Dr. Arthur Klein, Lifespan’s senior vice president and chief physician officer, said that Sellke’s recruitment was already creating a buzz in medical circles and would help Lifespan attract top talent to other key positions. “Star power attracts star power,” Klein said. “His national prominence adds to our national prominence.”

Sellke will also serve as chief of cardiovascular surgery at the Warren Alpert Medical School of Brown University.

Sellke, 52, said he left Beth Israel after 18½ years because he disagreed with the hospital’s recent direction, which he said was moving away from its academic mission. Lifespan, in contrast, hopes to bolster its academic stature with additional research and to start, in a few years, a residency program in cardiovascular surgery.

Sellke said some colleagues were surprised that he left Boston for Providence. “I gave up a lot of stature. I had a great job in Boston,” he said. “Was it the right move? There was no other choice. It was definitely the right decision.”

His new position, Sellke said, gives him the chance to make Life-span a “world-class research institute.” He will also work on improving quality.

Sellke said there’s “room for improvement” in Lifespan’s cardiac-surgery program, particularly in the care provided after surgery and in providing statins, aspirin and beta blockers to heart patients when appropriate.

Nationally, cardiac-bypass surgeries have been declining as less-invasive treatments gain in popularity, and that’s one of the reasons Landmark’s program failed. Rhode Island and Miriam hospitals will perform about 700 heart surgeries this year, down from previous years. But hospitals that pursue newer, specialized heart surgeries are seeing their numbers increase, Klein said.

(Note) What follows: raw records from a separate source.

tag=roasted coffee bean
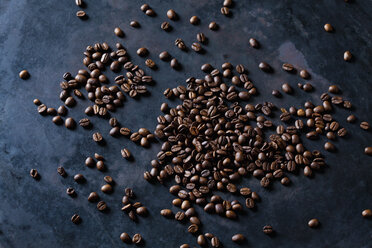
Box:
[74,174,85,183]
[57,166,67,177]
[324,23,333,33]
[114,27,124,37]
[88,192,99,202]
[121,148,131,159]
[120,232,132,244]
[362,209,372,218]
[208,22,218,30]
[30,169,39,179]
[167,9,177,20]
[97,201,107,212]
[19,70,30,80]
[307,219,319,228]
[231,233,245,243]
[190,16,200,25]
[344,51,353,61]
[360,121,369,130]
[71,214,81,225]
[132,233,142,244]
[92,132,103,143]
[65,117,76,129]
[258,62,272,72]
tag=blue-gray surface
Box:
[0,0,372,248]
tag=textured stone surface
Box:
[0,0,372,247]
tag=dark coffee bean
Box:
[114,27,124,37]
[360,121,369,130]
[364,146,372,156]
[97,201,107,211]
[362,209,372,218]
[120,232,132,244]
[249,38,260,48]
[19,70,30,80]
[88,192,99,202]
[71,214,81,225]
[190,16,200,25]
[74,174,85,183]
[307,219,319,228]
[132,233,142,244]
[121,148,131,159]
[258,62,272,72]
[344,51,353,61]
[30,169,39,179]
[167,9,177,20]
[208,22,218,30]
[231,233,245,243]
[65,117,76,129]
[93,132,103,143]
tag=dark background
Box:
[0,0,372,248]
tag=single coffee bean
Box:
[307,219,319,228]
[65,117,76,129]
[97,201,107,211]
[74,174,85,183]
[114,27,124,37]
[231,233,245,243]
[30,169,39,179]
[364,146,372,156]
[92,132,103,143]
[360,121,369,130]
[208,22,218,30]
[262,225,274,235]
[71,214,81,225]
[88,192,99,202]
[249,38,260,48]
[167,9,177,20]
[362,209,372,218]
[190,16,200,25]
[121,148,131,159]
[19,70,30,80]
[132,233,142,244]
[344,51,353,61]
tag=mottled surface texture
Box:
[0,0,372,248]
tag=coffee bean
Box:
[92,132,103,143]
[324,23,333,33]
[132,233,142,244]
[129,21,141,28]
[88,192,99,202]
[362,209,372,218]
[221,7,230,16]
[258,62,272,72]
[65,117,76,129]
[114,27,124,37]
[19,70,30,80]
[249,38,260,48]
[74,174,85,183]
[231,233,245,243]
[360,121,369,130]
[344,51,353,61]
[190,16,200,25]
[364,146,372,156]
[121,148,131,159]
[167,9,177,20]
[71,214,81,225]
[208,22,218,30]
[262,225,274,235]
[97,201,107,212]
[57,166,67,177]
[30,169,39,179]
[307,219,319,228]
[76,10,87,19]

With Sellke’s appointment, Lifespan intends to beef up its programs in aortic surgery, correcting heart-rhythm abnormalities, and remodeling the left ventricle to treat heart failure. Additionally, the hospitals hope to introduce left-ventricular-assist devices, surgically implanted pumps that help the heart function in patients awaiting transplants.

Sellke also expects to “jump-start basic research” on cardiovascular issues in Rhode Island. The National Institutes of Health, he said, awards only 15 grants in cardiovascular research nationwide –– and Sellke holds 3 of them. The author of two textbooks and working on his third, Sellke works at the molecular level in basic research, with human subjects in clinical trials and with pharmaceutical companies in drug studies, an unusual breadth of expertise.

His research focuses on two areas: blood vessel expansion, contraction and permeability, and promoting the growth of new blood vessels around the heart to bypass blocked vessels.

In addition to “wonderful lab space” already set aside for Sellke, Klein said, Lifespan intends to build an additional 5,000 square feet for Sellke’s research.

Sellke’s arrival also marks, at long last, the integration of the heart surgery programs at Miriam and Rhode Island hospitals. Uniting those two groups was envisioned as part of the merger that created Lifespan in 1994. But “cultural differences,” Klein said, had kept the two groups separate all these years. No one has held the position of chief of cardiovascular surgery for both hospitals since Dr. Richard Hopkins left in December 2006.

The heart surgeons have now been organized into a single group under Sellke. For the time being, however, they will continue to operate at both hospitals.

Sellke said he bought a condominium on Benefit Street. He and his wife, Amy, have four children –– two in college, one in high school and one in first grade. He says his family will join him in Providence after his high-schooler graduates.